Les 9 et 10 mars derniers s’est déroulé en terre Lisboète le LDF – ou Lisboa Dance Festival. L’occasion toute rêvée pour aller s’encanailler en terre étrangère et plonger sans filet dans la nuit locale.

Il y a un certain charme à se rendre dans un festival de musique à l’étranger – d’autant plus quand celui-ci est électronique. La nouveauté et la découverte inhérentes au voyage se transportent également sur les lieux de la fête – qu’ils soient naturels ou bien fait de béton. On est irrémédiablement plus libre, plus ouvert aussi. La barrière de la langue qui peut s’appliquer nous donne étrangement envie d’aller vers l’autre, et l’expérience n’en est que plus belle. Non pas que le simple fait d’être dans un pays voisin diminue notre envie ou notre niveau d’exigence – mais puisque nous sommes en voyage, le festival ne se limite plus à lui-même. L’à-côté devient source de plaisir.

Et dans une ville telle que Lisbonne, les à-côtés sont légions. Soleil – bon, ce coup-ci, la chance nous a largement échappés – nourriture fraiche et délicieuse, ville si mignonne que chaque coin de mur est un appel à Instagram, proximité avec la mer, les pasteis de Belem – et donc, le Lisboa Dance Festival. Réparti sur deux nuits, les vendredi et samedi, le festival propose un panorama qui se veut assez global des scènes actuelles européennes. Steffi, Monoloc, Max Graef, Midland, Saoirse, Leon Vynehall, Truncate ou encore Optimo – voilà pour les têtes d’affiches strictly djs. Des incartades pop ont été faites, en les personnes de Romare et son full live band et NAO, douceur parmi les douceurs. Un seul hic : les horaires, s’étalant de 20h à 4h – un poil trop tôt pour nous, français qui se laissent vivre.

Le premier soir est donc la découverte du lieu – ou plutôt des lieux, tant le festival semble étalé à l’intérieur d’un complexe de warehouses. Cinq scènes découpent la programmation (dont une seulement ouverte jusqu’à 21h) et on se ballade tout doucement d’un endroit à l’autre. L’une est une succession de grandes caves voutées, en pierre. L’autre ressemble globalement à une salle des fêtes. Une autre, à l’étage, dégage une impression de lâcher-prise, comme si sur cette scène, tout était permis. La phase de repérage faite, un tour au bar. Ici au Portugal, le coût de la vie est un peu plus faible qu’en France. C’est toujours ça de pris sur les tarifs prohibitifs des consos à 9€ – inutile de nommer les coupables, vous les connaissez.
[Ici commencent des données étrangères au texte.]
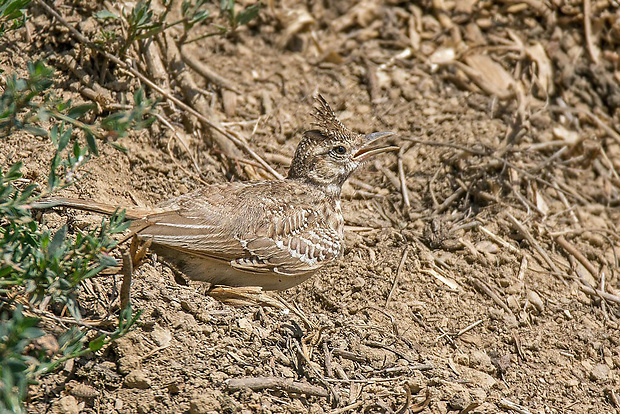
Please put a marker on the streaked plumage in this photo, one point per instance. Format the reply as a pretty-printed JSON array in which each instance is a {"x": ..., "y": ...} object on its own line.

L’ambiance est détendue, bon enfant ; on entend beaucoup de conversations en anglais, preuve que le festival séduit les touristes et les expatriés. Max Graef nous cajole à notre arrivée, puis Optimo, dans une autre salle, sonne la charge techno bien trop tôt, devant une salle un peu vide. Direction Romare qui met tout le monde d’accord avant que Leon Vynehall ne vienne clore les débats. House percussive et énergie vibrante, le meilleur set du soir lui revient. Oh, on se surprend tout de même à lever les bras devant Octave One – non pas que cela soit mauvais, mais disons un peu pompier, voir facile. Il est déjà quatre heures, est-ce qu’on a déjà insisté sur le fait que cela soit un peu trop tôt ?

Le lendemain, après une visite bucolique de la ville sous un mauvais vent, des averses traitres et des nuages menaçants – qui a osé dire que Lisbonne était une destination de « soleil » ? – rebelote. Direction le nord-est de la ville, le long du littoral, pour une nuit tout feu tout flamme. Car si la veille manquait un peu de fréquentation et donc de folie, celle-ci est pleine à craquer. On atterrit devant Midland qui, saisissant l’enjeu du soir et l’envie du public, donne tout. Et ce n’est pas Steffi, qui lui succède dans la salle principale, qui va le contredire.

Pour le reste, s’en suivra un aller-retour frénétique entre l’allemande et Truncate, qui officie dans la salle décrite plus haut comme « la scène où tout est permis ». Sa techno très musclée mais pas ennuyeuse résonne dans cette sorte de salle de classe géante, où nos pas glissent sur le lino trempé. On est entouré de fumée et des masques de loup – le sponsor est une célèbre marque de vodka – apparaissent dans le noir. C’est à la fois grisant et légèrement troublant, et c’est encore une fois trop tôt que la nuit se termine.

La suite du week-end est anecdotique – entre selfies et souvenirs pour la famille. Mais cette édition du Lisboa Dance Festival restera comme une belle réussite dans une ville qui ne finit plus de gagner les faveurs des fêtards. Un mélange malin d’influences et une volonté de faire rayonner la ville à l’international, en incluant DJ locaux (malheureusement trop peu présents) et vedettes des circuits habituels.